Alissa R.
If you’re reading this, remember that it’s okay to take a step back.
In a world that constantly praises being productive, working hard, and knowing what your next step is going to be, it can be difficult to take a step back without feeling like a failure. Yet, sometimes, taking that break can be so useful for your well-being and self-love. I learned that firsthand during my first year at NYU.
I, just like so many others, started college with high expectations. I was excited to live in a new city, make new friends, and study chemistry. It didn't take long for me to realize that something wasn’t right. I began feeling disconnected from the classes I was in, from the people around me, and even from myself. Studying chemistry was always a path I thought I should be on, but I knew deep down that I wasn't happy. It was as though I didn't belong in my major, and I couldn't get it out of my head that I didn’t fit in with the other students in my class. It was so isolating and made me rethink my abilities and whether NYU was even the right place for me.
Ultimately, I made the hard decision to withdraw in my second semester. At the time, it felt like I had given up. I was scared of what people would think and was worried that it meant I would fall behind. But the time away from pressure and expectations was just what I needed.
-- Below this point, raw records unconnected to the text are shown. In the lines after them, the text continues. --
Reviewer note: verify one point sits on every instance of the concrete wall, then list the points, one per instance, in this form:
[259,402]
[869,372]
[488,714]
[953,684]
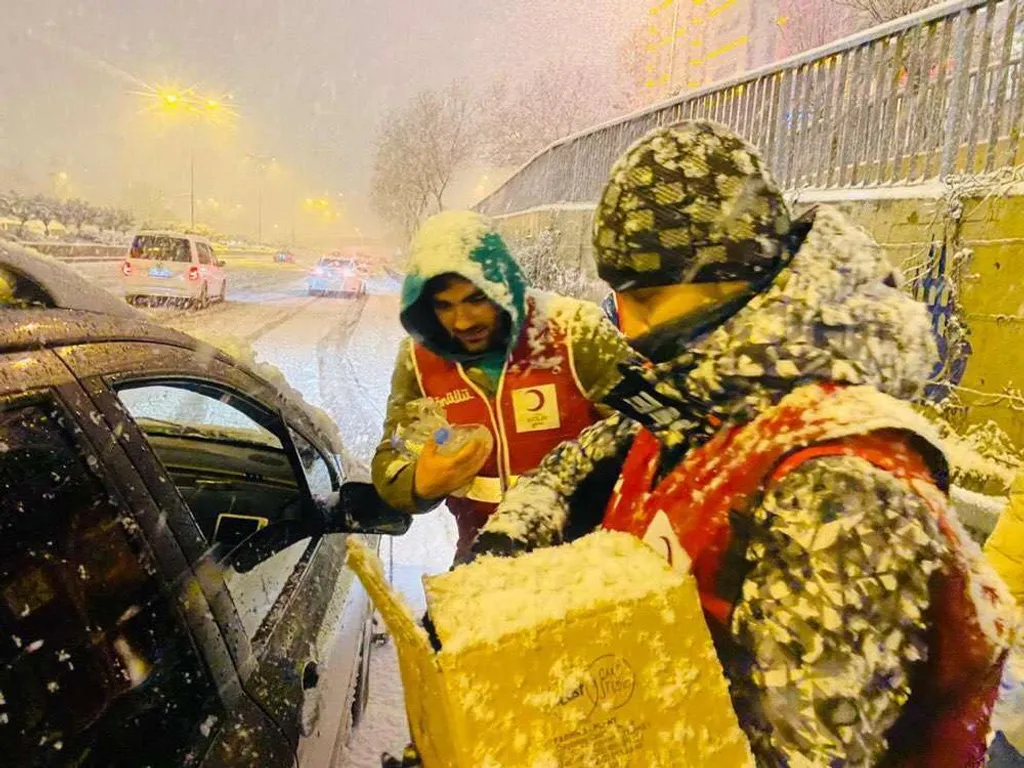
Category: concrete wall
[992,291]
It allowed me to reflect and breathe.
During the break, I realized what I wanted, not just what I thought I should want. I found that I wasn't passionate about chemistry. It didn’t align with what I wanted to do with my life or who I was becoming. So, I switched my major to psychology, and it felt like things were finally starting to fall into place. I wanted to understand others and myself better. More than anything, I wanted to follow a career where I could help others, especially in improving their mental health. This realization gave me a new sense of motivation and direction.
When I returned to NYU, I also began to get more involved on campus. I found communities that made me feel supported and gave me a sense of belonging. I also felt more connected with my classmates, who shared similar interests in mental health, and I found I wasn't as alone as I thought. Having people around me who cared and being excited about my new major completely changed the way I felt about college. I went from feeling completely lost to having a new sense of meaning.
Now, I am not only back at NYU, but I am thriving. I am pursuing a field I care so deeply about, surrounded by individuals who lift me up, and I feel like I belong. That break, which once felt like a huge setback, turned out to be the greatest turning point for me.
So, if you’re reading this and feeling unsure or like you’re falling behind, just know you are not alone. It’s okay to take a pause. It's okay to question what you want. It's okay if you change your mind. Taking a break does not mean you are a failure; it means you’re listening to yourself. And that kind of self-awareness of what you need? That is strength.